Friday, 06/26/2015 12:21:59 AM

Friday, June 26, 2015 12:21:59 AM

Post# of 24848

What about shares sold short before and after the contract in order to drive the stock price down?


(1)
As much as it sucks, shorting is not illegal.

(2)
So long as IR can prove that it did not dump the shares it got from SCRC but instead actually held their shares, then it is wholly irrelevant to the issues being raised in the SEC Administrative Proceeding what else IR may or may not have done with respect to investing/trading OTHER shares of SCRC that were unrelated to the shared it received as part of the financing deal.

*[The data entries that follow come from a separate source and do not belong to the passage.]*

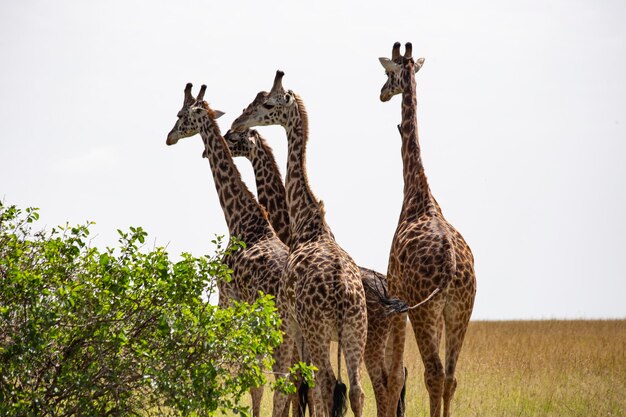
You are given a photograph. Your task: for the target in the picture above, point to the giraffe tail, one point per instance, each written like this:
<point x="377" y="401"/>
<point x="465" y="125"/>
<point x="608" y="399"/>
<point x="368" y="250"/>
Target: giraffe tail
<point x="375" y="286"/>
<point x="340" y="402"/>
<point x="400" y="410"/>
<point x="449" y="270"/>
<point x="303" y="397"/>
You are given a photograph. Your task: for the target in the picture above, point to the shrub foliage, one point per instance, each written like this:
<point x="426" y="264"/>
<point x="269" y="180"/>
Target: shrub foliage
<point x="121" y="331"/>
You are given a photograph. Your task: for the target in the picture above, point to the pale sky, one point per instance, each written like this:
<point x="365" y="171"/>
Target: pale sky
<point x="521" y="112"/>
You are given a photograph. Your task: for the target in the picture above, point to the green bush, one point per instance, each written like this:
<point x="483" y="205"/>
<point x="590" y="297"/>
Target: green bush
<point x="120" y="331"/>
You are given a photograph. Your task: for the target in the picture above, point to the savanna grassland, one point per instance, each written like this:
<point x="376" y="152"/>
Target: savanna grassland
<point x="527" y="368"/>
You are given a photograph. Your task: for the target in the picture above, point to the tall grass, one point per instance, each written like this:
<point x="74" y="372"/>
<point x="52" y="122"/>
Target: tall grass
<point x="526" y="368"/>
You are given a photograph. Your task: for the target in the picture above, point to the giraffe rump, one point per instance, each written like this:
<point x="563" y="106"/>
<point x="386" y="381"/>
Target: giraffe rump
<point x="378" y="288"/>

If -- and that is a big "IF" -- IR did short, it did so with ITS OWN money and shares that it located and borrowed.

(3)
That all being said, what I do not know is if it is possible to borrow your own shares to short. I have never heard of it and I do not know if it is permitted. It may be. If so, then I do not know if IR may have borrowed its own shares to short sell, which would effectively NOT result in a sale of its shares because they technically were never sold -- they were only loaned out. TO BE CLEAR: This is 1000% pure conjecture and is only being spoken about in terms of hypothesizing how shorting may occur w/o triggering a 13G to reflect disposals by a TUT.

(4)
"IF" the scenario in (3) occurred, and "IF" the SEC considered the borrowing of shares for purposes of shorting to be in the same category as direct "malicious selling of shares", then that would be the only way (IMO anyway) that IR shorting SCRC stock would ever become relevant in this SEC Administrative Proceeding.